Indications for Antiviral Therapy
Recommendations for antiviral therapy in patients with chronic HBV infection have been issued by several professional societies5,103,104 and by a group of U.S. hepatologists supported by an unrestricted grant from a pharmaceutical company.105 The most updated, authoritative, and influential of these recommendations is the practice guideline of the American Association for the Study of Liver Diseases (Table 3).5
Table 3. Treatment Guidelines for HBV Infection.

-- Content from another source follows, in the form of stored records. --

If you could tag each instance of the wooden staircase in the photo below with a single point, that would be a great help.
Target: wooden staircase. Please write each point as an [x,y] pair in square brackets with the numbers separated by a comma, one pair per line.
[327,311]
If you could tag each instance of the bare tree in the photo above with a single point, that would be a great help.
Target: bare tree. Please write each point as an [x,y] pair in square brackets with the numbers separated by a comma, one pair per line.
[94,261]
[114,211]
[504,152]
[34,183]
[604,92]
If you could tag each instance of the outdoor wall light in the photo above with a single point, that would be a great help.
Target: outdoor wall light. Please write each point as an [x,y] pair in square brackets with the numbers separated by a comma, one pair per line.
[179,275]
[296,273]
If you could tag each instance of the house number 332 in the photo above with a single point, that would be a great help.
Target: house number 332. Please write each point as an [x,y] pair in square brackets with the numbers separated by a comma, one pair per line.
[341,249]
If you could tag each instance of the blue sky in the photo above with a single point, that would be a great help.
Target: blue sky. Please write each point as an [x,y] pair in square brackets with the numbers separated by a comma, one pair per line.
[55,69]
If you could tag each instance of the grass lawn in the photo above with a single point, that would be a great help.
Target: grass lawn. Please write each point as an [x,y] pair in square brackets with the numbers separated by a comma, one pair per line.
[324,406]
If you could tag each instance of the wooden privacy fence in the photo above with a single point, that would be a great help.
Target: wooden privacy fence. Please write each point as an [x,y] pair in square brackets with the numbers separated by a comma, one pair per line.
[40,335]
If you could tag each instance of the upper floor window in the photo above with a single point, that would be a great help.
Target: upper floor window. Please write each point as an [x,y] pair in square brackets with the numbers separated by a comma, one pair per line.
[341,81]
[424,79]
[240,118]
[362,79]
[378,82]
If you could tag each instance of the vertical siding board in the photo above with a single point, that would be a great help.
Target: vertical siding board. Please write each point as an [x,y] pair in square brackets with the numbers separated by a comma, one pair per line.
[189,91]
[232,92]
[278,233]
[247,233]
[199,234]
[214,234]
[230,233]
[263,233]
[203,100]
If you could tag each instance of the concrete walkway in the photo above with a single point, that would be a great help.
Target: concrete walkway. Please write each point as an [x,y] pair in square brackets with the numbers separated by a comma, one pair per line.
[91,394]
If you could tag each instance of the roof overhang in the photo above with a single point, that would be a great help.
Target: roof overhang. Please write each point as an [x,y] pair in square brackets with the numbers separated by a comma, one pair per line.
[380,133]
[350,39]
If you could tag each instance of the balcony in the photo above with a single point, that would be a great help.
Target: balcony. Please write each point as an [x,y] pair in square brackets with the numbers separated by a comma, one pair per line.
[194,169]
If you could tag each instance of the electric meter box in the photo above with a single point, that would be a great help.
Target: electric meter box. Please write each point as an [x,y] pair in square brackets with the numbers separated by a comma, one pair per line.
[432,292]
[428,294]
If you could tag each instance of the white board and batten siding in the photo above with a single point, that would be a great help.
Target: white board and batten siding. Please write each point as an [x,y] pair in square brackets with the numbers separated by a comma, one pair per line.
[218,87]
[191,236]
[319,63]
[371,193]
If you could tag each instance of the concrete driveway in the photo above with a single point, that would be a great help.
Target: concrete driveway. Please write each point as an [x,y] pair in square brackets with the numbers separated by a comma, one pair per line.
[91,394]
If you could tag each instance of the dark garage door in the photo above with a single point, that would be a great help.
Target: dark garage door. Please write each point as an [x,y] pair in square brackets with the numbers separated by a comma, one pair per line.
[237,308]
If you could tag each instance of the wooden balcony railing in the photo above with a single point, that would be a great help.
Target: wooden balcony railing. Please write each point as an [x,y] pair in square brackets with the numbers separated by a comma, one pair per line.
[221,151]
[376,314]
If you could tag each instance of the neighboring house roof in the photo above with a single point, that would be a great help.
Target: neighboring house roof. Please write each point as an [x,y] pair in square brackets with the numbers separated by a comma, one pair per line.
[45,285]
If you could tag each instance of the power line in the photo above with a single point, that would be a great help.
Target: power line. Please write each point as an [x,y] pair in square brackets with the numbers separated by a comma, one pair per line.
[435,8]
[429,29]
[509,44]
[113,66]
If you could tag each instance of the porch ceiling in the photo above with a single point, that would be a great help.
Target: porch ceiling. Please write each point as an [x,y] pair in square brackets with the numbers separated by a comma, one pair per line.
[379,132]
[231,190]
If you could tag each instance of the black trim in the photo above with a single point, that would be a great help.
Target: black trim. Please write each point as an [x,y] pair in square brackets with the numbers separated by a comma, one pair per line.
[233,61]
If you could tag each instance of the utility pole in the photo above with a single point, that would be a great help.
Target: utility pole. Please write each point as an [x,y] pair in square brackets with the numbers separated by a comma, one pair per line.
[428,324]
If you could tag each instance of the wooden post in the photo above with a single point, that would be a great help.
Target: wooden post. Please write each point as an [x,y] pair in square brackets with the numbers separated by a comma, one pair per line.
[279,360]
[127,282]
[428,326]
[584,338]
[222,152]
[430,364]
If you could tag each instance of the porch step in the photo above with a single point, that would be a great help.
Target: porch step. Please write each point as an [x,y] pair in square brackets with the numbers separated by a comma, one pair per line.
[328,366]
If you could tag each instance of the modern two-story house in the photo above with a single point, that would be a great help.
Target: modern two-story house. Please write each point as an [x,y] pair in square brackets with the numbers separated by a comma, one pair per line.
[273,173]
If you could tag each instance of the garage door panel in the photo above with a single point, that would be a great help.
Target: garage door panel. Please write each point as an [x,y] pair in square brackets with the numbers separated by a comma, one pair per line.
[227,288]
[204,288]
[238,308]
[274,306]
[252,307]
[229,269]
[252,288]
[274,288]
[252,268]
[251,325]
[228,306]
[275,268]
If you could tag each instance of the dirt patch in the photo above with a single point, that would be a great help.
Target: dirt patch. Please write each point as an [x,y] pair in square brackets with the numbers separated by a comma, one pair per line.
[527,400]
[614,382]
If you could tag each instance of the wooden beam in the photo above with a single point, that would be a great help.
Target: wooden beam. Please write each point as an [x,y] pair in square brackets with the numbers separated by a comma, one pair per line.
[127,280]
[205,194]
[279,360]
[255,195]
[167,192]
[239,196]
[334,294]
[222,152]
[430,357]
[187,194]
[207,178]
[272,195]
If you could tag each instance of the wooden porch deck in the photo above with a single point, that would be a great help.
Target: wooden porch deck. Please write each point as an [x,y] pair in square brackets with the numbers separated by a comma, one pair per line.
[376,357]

For HBeAg-reactive chronic HBV infection, antiviral therapy is indicated for patients with an ALT level that is more than two times the upper limit of the normal range and HBV DNA that is greater than 20,000 IU per milliliter; patients with an elevated level of ALT are more likely to have potentially durable HBeAg, biochemical, and histologic responses. Without antiviral therapy, fibrosis progresses in approximately one quarter of such patients followed for 1 year.33,37,38 The indication for therapy is so clear-cut that a pretreatment liver biopsy is optional, and therapy should be instituted urgently in patients with jaundice or other evidence of hepatic decompensation. For HBeAg-positive patients with an HBV DNA level that is greater than 20,000 IU per milliliter but an ALT level that is two times the upper limit of the normal range or less (a pattern common among young Asian patients with perinatally acquired infection), progression is limited during the early decades when high HBV DNA levels are accompanied by biochemical quiescence, the baseline histologic grade and stage tend to be low, and ALT levels are already normal or near normal. Although controversy surrounds the treatment of such patients,106 the opportunity for biochemical and HBeAg serologic responses in these patients is so low that committing them to antiviral therapy rarely achieves any near-term clinical benefit; clinical monitoring should suffice to identify the emergence of active liver disease in time to intervene therapeutically.107 Therefore, antiviral therapy is not recommended routinely in these patients unless they have risk factors for progression (i.e., they are older than 40 years of age, they have a family history of hepatocellular carcinoma, or they have an ALT level in the high-normal range [up to two times the upper limit of the normal range]). In these circumstances, liver biopsy should be considered and treatment should be initiated for moderate-to-severe necroinflammatory activity or fibrosis.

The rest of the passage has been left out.